Seules l’obstination des chiens des pompiers - qui continuaient à s’agiter tout autour, en signalant la présence de quelqu’un - et l’anxiété de la femme de Mircea ont convaincu les secouristes à chercher encore. Mercredi soir la femme, ne voyant pas rentrer son mari, s’était rendue chez les carabiniers. « Il est maçon, il est sorti ce matin... », et les militaires avaient eu l’intuition qu’il pouvait avoir été la victime de cet effondrement. Quand, hier matin, Mircea a été enfin repéré, il aurait dit tout de suite qu’avec lui il y avait deux collègues, eux aussi roumains. Mais les chiens n’ont pas trouvé de traces et même les capteurs utilisés par les pompiers, qui avaient déniché les battements de cœur de l’ouvrier, n’ont pas signalé d’autres présences.

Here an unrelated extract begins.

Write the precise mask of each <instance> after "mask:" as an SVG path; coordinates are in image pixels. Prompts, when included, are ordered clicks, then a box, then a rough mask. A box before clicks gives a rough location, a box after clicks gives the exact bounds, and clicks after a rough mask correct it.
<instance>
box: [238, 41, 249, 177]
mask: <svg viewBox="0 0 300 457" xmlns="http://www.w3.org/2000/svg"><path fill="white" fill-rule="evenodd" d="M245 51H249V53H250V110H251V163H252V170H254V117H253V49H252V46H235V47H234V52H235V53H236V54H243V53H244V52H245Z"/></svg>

De toute façon, on a continué à les chercher, tandis que la tragédie de Mircea s’achevait.

Le parquet d’Agrigente a ouvert une enquête sur l’effondrement du bâtiment, édifié dans les années 70 « avec de très mauvais matériaux », ont voulu souligner même les pompiers, convaincus que cela a entravé les secours (« cela a été à l’origine de gravats excessivement compacts et difficiles à déplacer ») et a inscrit dans le registre des enquêtés aussi bien le titulaire de l’entreprise que les propriétaires de l’immeuble, inculpés aussi depuis hier soir d’homicide involontaire, outre au désastre involontaire.

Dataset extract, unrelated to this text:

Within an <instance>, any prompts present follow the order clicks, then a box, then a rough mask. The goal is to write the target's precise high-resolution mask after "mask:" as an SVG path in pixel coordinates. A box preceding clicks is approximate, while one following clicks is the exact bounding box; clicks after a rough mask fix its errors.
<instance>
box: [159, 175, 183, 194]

Et la CGIL pointe du doigt l’entrepreneur Di Vincenzo, qui « avait obtenu une concession pour ces travaux en mai dernier et avait embauché une seule personne le 18 septembre », affirme le secrétaire régional de la Fillea, Enzo Campo. « Cette absence de contrôles, cette défaillance coupable face à la réalité du travail au noir qui désormais, en Sicile, est devenue la norme, n’est plus tolérable », dit encore Campo, qui souligne aussi les responsabilités de la mairie de Licata : « Pour donner une concession, l’institution doit vérifier la régularité des cotisations versées par l’entreprise : mais comment peut-on croire qu’un bâtiment soit restructuré par un seul ouvrier ? » « Il y a un comportement coupable de celui qui a pensé à lui-même plutôt qu’à la vie de trois personnes », dit le secrétaire de la CGIL sicilienne, Tripi, en faisant appel aux associations professionnelles. « Le moment est venu d’agir sérieusement, il faut exclure les entreprises sans règles ».